Changer d’assurance auto n’oblige plus à inventer un déménagement. Depuis la loi Hamon, un contrat de plus d’un an se résilie quand vous voulez, sans motif à fournir et sans le moindre euro de pénalité. Voici les cas où ce droit s’applique, la marche à suivre, et ce qui reste possible avant la première échéance.

Peut-on résilier son assurance auto sans justificatif ?

Oui, et c’est même devenu la règle. Deux situations ouvrent ce droit, et elles couvrent la quasi-totalité des demandes.

  • Votre contrat a plus de douze mois : la loi Hamon vous laisse partir à tout moment, sans motif ni frais.
  • Votre contrat arrive à son échéance annuelle : vous résiliez avec un préavis de deux mois, là encore sans avoir à vous expliquer.
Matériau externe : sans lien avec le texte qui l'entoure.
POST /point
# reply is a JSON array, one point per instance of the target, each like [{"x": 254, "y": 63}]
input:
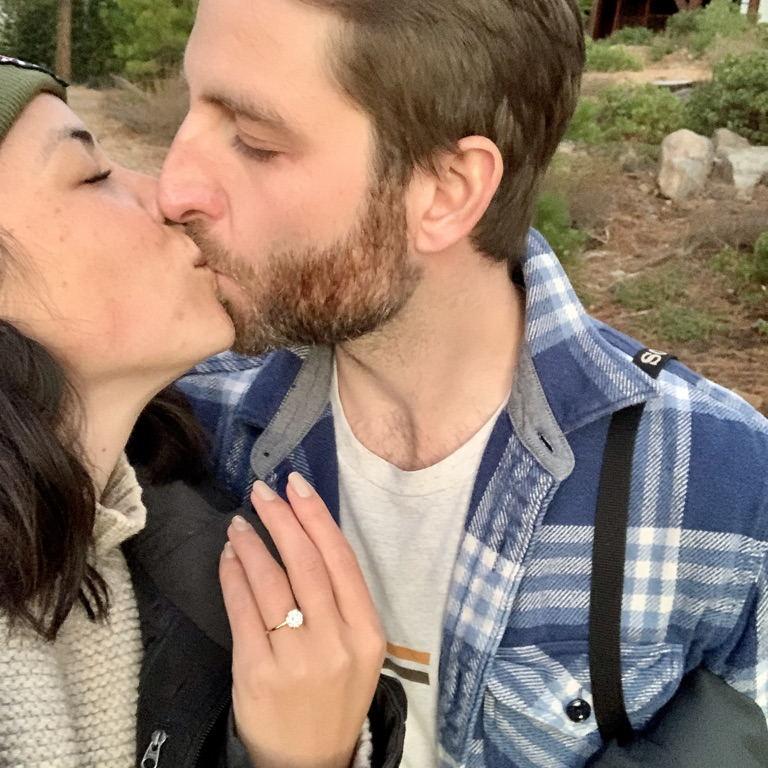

En dehors de ces deux cas, c’est-à-dire pendant la première année et hors période d’échéance, un motif reste nécessaire. Il est alors encadré par le code des assurances, et je détaille plus bas la liste exacte de ce qui est admis.

Une précision qui évite bien des ennuis : l’assurance automobile est obligatoire. Ne résiliez jamais avant d’avoir souscrit ailleurs. Rouler sans couverture expose à une amende de 3 750 euros, à la confiscation du véhicule et à une suspension du permis.

Contrat d’assurance examiné à la loupe
Relisez vos conditions particulières avant d’en avoir besoin : préavis et date d’échéance y figurent.

La loi Hamon, résilier à tout moment après un an

Entrée en vigueur en 2015, cette disposition a mis fin à la reconduction tacite subie. Elle s’applique à l’assurance auto, moto, habitation et aux complémentaires affinitaires.

Qui peut en bénéficier ?

Tout assuré dont le contrat a dépassé sa première année de vie. Le point de départ est la date de première souscription, pas la date du dernier renouvellement. Un contrat souscrit il y a quatre années et reconduit chaque fois remplit évidemment la condition.

Aucun motif n’est demandé, aucune pièce n’est à joindre, et l’assureur ne peut pas refuser. Il ne peut pas davantage facturer de frais de dossier : la gratuité est expressément prévue par le texte.

Comment cela se passe-t-il concrètement ?

Le point le plus commode est que vous n’avez presque rien à faire. Pour une assurance obligatoire comme l’auto, c’est le nouvel assureur qui prend en charge la démarche.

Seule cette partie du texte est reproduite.